Of all the world records that were broken in 2019, there was one that was particularly impressive - at least to us.

No, it was not Jennifer Aniston getting 1 million Instagram followers in 5 hours and 16 minutes after she joined. No, it was not Boar's Head's 150-foot, 400 pound world record charcuterie board. And, no, it was not Eliud Kipchoge's 1:59:40 marathon time.

In our opinion, the most impressive record set in 2019 was John McCurdy's record Donkey Kong score of 1,249,500!

Anyone who is a serious gamer knows that score is absolutely bonkers (you can watch his whole game here to see how he did it!).
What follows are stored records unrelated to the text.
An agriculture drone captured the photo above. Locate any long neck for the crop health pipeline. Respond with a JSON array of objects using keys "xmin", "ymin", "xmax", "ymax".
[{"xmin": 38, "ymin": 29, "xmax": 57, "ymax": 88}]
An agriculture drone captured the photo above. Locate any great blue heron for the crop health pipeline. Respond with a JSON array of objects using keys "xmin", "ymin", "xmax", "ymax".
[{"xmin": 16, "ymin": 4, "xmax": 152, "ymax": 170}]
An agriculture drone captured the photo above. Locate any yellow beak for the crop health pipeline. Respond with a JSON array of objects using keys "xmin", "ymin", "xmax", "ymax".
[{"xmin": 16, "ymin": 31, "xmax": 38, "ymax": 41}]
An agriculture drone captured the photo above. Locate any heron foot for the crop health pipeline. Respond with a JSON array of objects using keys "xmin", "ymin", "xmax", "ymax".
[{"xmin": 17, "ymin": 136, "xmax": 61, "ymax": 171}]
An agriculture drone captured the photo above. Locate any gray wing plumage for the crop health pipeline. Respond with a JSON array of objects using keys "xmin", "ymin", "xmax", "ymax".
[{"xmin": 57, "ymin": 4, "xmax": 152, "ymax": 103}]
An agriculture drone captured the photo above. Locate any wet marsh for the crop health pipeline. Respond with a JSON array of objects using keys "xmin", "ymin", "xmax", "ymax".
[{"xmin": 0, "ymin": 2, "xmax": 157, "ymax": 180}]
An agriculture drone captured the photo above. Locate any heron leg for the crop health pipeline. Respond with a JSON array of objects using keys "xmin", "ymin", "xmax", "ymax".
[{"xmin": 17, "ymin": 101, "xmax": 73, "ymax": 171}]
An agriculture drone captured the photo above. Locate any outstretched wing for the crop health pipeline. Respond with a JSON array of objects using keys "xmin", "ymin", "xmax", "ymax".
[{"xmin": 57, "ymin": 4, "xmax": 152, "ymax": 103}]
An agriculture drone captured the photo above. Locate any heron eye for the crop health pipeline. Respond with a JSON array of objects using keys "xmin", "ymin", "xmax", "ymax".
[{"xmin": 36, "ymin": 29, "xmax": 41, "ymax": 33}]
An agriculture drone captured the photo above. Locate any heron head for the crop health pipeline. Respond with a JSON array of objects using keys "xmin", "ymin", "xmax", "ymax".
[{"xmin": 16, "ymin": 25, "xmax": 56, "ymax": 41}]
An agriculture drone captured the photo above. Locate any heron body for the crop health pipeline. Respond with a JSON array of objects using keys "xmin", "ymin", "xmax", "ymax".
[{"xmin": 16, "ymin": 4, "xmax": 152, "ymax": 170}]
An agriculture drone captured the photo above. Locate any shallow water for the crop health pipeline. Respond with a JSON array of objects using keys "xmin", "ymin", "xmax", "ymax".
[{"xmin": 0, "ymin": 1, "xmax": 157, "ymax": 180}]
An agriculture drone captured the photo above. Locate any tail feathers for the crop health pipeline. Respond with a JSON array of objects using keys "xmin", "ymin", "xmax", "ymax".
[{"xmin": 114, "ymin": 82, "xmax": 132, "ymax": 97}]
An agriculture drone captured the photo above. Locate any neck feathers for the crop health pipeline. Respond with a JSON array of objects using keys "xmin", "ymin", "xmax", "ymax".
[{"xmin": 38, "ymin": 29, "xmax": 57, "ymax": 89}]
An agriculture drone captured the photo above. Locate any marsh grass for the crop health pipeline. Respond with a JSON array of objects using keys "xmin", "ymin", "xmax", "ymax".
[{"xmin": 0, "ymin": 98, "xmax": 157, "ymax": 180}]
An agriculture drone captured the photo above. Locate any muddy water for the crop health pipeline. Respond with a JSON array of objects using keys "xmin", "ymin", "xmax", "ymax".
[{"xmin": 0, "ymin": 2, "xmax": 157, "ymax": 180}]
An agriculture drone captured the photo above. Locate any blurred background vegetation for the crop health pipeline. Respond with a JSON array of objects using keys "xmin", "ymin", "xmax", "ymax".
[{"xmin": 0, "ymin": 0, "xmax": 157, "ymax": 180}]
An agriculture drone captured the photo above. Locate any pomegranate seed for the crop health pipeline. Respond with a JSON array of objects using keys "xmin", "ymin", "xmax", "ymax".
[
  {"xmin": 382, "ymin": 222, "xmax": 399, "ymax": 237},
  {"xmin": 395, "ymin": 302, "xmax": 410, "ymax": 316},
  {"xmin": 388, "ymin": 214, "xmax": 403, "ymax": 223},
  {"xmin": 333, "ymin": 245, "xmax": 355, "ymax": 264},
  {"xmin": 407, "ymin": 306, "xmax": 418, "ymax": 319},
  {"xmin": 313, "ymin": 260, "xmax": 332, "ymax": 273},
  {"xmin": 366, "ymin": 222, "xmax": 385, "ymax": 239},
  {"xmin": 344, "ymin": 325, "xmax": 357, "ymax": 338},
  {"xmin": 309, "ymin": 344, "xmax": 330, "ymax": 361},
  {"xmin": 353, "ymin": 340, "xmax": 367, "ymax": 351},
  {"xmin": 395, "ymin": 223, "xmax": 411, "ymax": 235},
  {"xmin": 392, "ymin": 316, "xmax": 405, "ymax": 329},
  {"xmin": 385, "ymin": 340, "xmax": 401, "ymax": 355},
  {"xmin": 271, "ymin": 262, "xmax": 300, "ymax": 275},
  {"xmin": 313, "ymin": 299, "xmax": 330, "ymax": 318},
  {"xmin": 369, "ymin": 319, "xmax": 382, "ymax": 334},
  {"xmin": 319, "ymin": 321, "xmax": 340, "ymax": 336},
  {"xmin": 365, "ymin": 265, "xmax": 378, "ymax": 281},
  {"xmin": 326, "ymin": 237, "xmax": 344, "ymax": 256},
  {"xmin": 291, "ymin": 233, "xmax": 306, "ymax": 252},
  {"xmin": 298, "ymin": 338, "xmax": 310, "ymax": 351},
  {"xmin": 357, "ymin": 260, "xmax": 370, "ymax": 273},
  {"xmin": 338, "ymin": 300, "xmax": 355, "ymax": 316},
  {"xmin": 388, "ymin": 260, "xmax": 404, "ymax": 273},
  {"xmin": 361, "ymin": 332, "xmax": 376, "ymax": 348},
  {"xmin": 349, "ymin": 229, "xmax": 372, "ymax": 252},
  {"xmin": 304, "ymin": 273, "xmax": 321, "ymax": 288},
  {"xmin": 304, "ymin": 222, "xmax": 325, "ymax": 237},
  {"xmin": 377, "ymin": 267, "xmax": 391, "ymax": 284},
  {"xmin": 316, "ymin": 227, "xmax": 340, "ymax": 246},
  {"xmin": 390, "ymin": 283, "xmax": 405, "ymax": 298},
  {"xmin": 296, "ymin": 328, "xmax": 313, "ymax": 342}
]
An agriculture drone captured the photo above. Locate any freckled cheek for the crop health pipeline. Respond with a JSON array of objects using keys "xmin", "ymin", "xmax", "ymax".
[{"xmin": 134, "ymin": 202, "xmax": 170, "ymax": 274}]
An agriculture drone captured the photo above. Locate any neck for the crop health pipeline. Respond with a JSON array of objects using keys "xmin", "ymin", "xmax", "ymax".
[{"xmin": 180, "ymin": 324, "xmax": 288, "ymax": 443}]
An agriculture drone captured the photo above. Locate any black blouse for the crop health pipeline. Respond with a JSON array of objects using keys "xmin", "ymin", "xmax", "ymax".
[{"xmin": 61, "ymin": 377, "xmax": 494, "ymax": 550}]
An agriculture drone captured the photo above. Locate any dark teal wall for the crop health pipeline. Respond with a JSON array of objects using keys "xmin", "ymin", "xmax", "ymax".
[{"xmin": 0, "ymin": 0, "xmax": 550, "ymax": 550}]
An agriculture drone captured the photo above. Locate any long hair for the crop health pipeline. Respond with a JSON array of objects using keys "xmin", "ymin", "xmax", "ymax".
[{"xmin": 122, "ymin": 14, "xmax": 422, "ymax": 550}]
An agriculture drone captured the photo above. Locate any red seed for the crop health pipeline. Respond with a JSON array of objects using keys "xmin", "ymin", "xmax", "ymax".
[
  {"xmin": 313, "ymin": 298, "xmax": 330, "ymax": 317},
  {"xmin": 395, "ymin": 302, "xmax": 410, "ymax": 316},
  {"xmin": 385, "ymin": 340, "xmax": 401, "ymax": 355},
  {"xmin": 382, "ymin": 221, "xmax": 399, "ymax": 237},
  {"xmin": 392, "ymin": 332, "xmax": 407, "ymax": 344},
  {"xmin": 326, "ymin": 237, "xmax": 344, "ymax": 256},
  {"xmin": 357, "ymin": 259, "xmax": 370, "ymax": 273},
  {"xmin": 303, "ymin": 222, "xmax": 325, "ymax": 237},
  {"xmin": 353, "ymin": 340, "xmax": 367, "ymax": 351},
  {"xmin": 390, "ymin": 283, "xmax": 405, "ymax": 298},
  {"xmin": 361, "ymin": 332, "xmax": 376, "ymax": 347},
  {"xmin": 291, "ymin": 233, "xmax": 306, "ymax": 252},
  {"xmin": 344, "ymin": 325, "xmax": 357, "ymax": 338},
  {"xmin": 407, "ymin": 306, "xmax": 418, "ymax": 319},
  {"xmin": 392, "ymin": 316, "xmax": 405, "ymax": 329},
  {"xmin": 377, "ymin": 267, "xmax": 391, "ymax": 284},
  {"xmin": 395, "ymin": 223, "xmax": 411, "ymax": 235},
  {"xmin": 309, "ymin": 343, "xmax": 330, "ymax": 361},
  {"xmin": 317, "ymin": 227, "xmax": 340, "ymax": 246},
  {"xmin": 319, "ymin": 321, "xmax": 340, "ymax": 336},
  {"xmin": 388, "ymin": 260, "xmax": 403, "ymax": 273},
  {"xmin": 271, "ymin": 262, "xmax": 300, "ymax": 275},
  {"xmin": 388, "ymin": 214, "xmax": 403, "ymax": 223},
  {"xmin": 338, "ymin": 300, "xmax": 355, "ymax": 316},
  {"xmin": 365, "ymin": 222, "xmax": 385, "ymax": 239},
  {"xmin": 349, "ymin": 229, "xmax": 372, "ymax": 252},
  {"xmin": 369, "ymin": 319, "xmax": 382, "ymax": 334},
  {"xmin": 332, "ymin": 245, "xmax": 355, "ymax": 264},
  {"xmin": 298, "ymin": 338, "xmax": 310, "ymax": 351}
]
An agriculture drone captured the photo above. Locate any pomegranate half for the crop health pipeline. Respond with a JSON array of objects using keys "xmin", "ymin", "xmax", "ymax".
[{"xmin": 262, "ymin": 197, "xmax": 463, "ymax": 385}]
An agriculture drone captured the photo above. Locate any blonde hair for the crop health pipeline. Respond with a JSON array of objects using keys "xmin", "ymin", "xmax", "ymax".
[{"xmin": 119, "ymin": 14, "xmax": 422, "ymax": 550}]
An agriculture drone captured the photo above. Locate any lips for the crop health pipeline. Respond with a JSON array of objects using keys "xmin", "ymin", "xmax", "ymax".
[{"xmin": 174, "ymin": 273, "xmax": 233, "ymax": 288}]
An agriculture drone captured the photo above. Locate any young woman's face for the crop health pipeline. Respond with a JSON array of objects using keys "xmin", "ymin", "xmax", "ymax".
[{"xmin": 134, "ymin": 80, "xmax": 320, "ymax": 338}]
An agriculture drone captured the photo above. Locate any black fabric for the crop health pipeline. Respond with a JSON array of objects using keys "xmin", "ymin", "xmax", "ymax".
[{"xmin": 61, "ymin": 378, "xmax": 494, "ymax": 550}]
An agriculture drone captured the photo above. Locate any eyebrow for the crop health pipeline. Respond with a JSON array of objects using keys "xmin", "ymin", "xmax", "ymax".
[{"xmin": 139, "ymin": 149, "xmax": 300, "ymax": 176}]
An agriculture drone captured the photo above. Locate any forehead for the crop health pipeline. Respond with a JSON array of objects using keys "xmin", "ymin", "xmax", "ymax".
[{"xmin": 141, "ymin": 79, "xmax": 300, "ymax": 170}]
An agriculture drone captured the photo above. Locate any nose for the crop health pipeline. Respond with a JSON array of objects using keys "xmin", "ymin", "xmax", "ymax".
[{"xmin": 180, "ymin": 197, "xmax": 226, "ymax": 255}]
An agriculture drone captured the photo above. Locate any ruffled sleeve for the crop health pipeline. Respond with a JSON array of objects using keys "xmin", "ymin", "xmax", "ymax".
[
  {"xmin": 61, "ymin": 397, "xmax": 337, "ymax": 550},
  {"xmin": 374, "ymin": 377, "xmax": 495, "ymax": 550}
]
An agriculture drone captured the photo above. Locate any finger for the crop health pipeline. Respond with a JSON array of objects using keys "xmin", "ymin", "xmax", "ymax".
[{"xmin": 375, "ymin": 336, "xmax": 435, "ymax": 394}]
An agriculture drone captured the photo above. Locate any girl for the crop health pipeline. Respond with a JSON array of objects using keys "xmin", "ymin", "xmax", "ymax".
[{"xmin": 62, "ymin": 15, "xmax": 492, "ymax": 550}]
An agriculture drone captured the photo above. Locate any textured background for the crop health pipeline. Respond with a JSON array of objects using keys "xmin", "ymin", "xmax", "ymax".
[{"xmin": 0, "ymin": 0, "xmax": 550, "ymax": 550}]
And if you are a serious gamer, you know only scores on original 1981 arcade machines with four-way joy sticks are considered valid. No computers. No machine emulators. Only the real thing.

The competition for the highest Donkey Kong score, of course, started right after the game came out (you know you competed with your friends!), but it really took on new popularity after the incredible 2007 documentary The King of Kong: A Fistful of Quarters came out. The film follows Steve Weibe and his attempt to capture the high score from the previous record holder, Billy Mitchell (a controversial figure who the New York Times describes as a "hot-sauce entrepreneur and former champion known for his thumbs-up poses and patriotic ties"). To say it started a whole new generation of Donkey Kong players is an understatement. Below is a timeline of Donkey Kong world records since the game's inception:

Don't worry, the fact that the U.S. equity market also hit a "world record" in 2019 is not lost on us either. Capital markets truly put in an amazing year; below are the 2019 1-year total returns for each asset class we track:

The fact that every asset class except for cash returned more than 5% is extraordinary and extraordinarily rare. Ned Davis Research put out a very interesting chart below highlighting the awesomeness of 2019:

Going back to 1970, each bar in the chart represents a year of asset class returns for the S&P 500 (U.S. large cap stocks), the Russell 2000 (U.S. small cap stocks), MSCI EAFE (foreign developed stocks), MSCI Emerging Markets (emerging markets), Barclays Long-Term Treasury Bond (Treasury bonds), Barclays U.S. Aggregate Bond (multi-sector bonds), S&P GSCI (commodities), and REIT Total Return (real estate) indices. The blue dash represents the best returning asset class for the year, and the red dash the worst asset class. The green diamond represents the median return of the eight asset classes. The gray dashed line running horizontal represents the average annual aggregate return of the eight asset classes back to 1970.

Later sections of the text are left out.